Learning-based Robot Navigation
Introduction to Deep Learning
Abstract: We introduce a unified learning-based framework for real-time autonomous navigation in complex environments, integrating perception and path planning into a single pipeline. Building upon the iPlanner, an end-to-end policy planning model originally developed for ground robots, we adapt its Bi-Level Optimization (BLO) process for efficient navigation, creating safe and dynamically feasible trajectories through an improved state representation and incorporating spatiotemporal dependencies within the network. Central to our approach is the application of a pre-trained Convolutional Variational Autoencoder (CVAE) which efficiently extracts crucial features from depth images and simultaneously mitigates high-frequency noise. The low-dimensional rich information is fused with an expanded goal representation to feed downstream planning tasks. We exploit the spatio-temporal sequential nature of the planning task with Long short-term memory (LSTM) networks to generate an extended sequence of keypoint paths. Our loss function uses the optimization process to prioritize the safety and dynamic feasibility of the paths generated. We train our model entirely in simulated environments, employing various data augmentation techniques to reduce the sim2real gap. We present the results of our ablation study for our pre-trained CVAE, trained our end-to-end pipeline, and show comparable results to iPlanner while succeeding in cases where large obstacles are present. Finally, we set the stage for future hardware implementation.

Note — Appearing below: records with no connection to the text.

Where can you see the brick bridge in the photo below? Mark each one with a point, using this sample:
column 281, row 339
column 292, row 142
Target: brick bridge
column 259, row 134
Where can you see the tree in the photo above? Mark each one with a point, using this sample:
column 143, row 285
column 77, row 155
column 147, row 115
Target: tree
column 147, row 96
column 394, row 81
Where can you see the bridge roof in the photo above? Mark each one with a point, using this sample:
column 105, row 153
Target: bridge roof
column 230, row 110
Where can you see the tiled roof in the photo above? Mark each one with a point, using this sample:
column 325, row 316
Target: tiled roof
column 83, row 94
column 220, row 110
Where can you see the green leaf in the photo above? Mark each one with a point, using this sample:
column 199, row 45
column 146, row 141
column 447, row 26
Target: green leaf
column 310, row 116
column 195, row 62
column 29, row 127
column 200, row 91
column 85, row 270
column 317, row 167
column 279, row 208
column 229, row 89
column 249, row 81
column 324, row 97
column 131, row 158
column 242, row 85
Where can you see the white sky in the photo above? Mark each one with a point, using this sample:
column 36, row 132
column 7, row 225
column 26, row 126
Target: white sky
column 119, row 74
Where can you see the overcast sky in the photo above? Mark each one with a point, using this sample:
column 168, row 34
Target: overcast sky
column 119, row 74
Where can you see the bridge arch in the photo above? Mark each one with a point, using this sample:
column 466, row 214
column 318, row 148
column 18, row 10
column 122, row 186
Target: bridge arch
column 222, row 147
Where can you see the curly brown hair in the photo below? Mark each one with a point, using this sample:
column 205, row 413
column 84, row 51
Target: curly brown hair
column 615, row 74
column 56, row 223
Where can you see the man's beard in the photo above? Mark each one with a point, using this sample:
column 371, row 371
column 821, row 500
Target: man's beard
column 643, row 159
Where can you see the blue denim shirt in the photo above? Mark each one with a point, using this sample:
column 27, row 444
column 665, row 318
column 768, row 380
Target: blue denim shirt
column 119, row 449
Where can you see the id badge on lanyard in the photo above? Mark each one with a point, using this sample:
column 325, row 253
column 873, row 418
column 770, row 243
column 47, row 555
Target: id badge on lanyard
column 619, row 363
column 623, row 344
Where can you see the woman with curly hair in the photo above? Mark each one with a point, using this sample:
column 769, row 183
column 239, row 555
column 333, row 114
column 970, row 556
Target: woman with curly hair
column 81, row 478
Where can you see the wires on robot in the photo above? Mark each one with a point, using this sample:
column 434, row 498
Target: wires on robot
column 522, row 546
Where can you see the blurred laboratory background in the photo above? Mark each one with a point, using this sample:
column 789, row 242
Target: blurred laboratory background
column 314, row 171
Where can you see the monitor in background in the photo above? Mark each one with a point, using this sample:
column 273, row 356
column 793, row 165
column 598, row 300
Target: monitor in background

Our sumitted report is available here: Submitted Report
The code repository is available here (fork of baseline): Github Repository - BabyNet
For my Introduction to Deep Learning class project, taught by Pr. Bhiksha Raj, we tackled the improvement of a recent paper (iPlanner paper) for real-time autonomous navigation in complex environments, integrating perception and path planning into a single pipeline. In particular, I focused our efforts on a specific failure case:
To do so, we tried to improve the state representation within the network as well as incorporating the planning task logic ithin the network. We replaced the decoding block with a pre-trained Convolutional Variational Auto Encoder, providing an effective low-dimensional latent space for feature extraction used by all downstream planning tasks. We representent spatiotemporal dependencies of the planning task through an Long Short-Term Memory-based (LSTM) sequence generator that are then projected to coordinates space.